A maior sedução de minha infância era o circo. Nos domingos, na Praça Carlos Gomes, com a trupe dos Irmãos Queirollo. Equilibristas, palhaços, acrobatas, malabaristas, trapezistas e cavalos carregando bailarinas. Todo mundo ria quando Queirollo puxava a corrente que prendia sua cachorrinha de pano, gritando bem alto:
– “Pula Violeta!”
A grande atração eram as faces brancas da maquiagem, a vestimenta negra (o fraque), a destreza das mãos e a cartola do mágico. Elas dançavam em retas e curvas, para cima e para baixo, enquanto os dedos puxavam do grande chapéu de veludo preto a variedade colorida de lenços, flores, bonecas e até mesmo coelhinhos agarrados pelas orelhas. Eu me perguntava: “Como é isso? Tanta coisa não cabe no chapéu”.
Essas imagens me vêm agora lendo o 3º volume da Poesia Reunida, de João Manuel Simões. Na imaginária e fluída percepção da Divina Comédia, Simões antevê a existência de uma Santíssima Trindade Poética apresentando “Virgílio: foi esse o Pai. / E Dante o Filho. / Entretanto, / depois deles sobressai/ Pessoa, O Espírito Santo.”

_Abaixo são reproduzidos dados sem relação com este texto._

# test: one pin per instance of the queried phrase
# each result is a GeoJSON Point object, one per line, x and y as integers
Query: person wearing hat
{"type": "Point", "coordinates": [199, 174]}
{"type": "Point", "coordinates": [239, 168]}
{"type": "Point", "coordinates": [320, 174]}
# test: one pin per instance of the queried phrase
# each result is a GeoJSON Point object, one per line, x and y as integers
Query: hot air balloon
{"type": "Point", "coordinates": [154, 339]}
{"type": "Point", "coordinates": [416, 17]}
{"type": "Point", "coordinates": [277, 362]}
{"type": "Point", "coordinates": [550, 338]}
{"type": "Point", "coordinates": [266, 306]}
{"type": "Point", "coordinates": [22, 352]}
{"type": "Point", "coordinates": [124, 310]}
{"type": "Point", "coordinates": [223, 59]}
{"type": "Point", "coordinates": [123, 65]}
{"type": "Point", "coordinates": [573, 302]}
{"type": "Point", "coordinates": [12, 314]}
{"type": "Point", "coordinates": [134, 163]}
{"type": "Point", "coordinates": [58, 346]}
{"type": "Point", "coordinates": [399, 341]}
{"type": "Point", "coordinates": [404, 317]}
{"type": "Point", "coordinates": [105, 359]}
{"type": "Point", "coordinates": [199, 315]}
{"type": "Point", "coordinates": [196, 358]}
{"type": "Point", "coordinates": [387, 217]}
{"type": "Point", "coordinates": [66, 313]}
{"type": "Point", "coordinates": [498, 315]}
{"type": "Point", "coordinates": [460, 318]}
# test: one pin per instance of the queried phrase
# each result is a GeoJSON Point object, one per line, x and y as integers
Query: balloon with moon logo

O poeta lembra a criança feliz com o soneto que abre o “inventário da infância”: “Trouxe da infância rosas e manhãs/ e tarde parecendo a vida inteira, /ribeiros, prados, pássaros, maçãs, /papagaios erguidos na ladeira, / a velha casa, e entre muitas vãs / aquarelas, a imagem verdadeira / do velho avô com suas puras cãs, / sentado, absorto, à sombra da figueira. / Trouxe da infância (de além-mar!) brinquedos, / trens, carrosséis, bonecos, instrumentos oníricos / Trouxe comigo caixas com segredos, / bolas, contos, piões, latins, inventos / de um tempo – que fui e sou – criança”. A palavra está na cartola do poeta. Rebuscada pelos dedos da mão direita ele desenha no ar com a mão esquerda os versos de “O menino que eu era / morreu há muito. / Assim, / acabou-se a quimera: /eu sou órfão de mim.”
“O mundo é uma escola, a vida é o circo”.
Marisa Monte (1967-). Cantora, uma das maiores artistas da música brasileira na atualidade.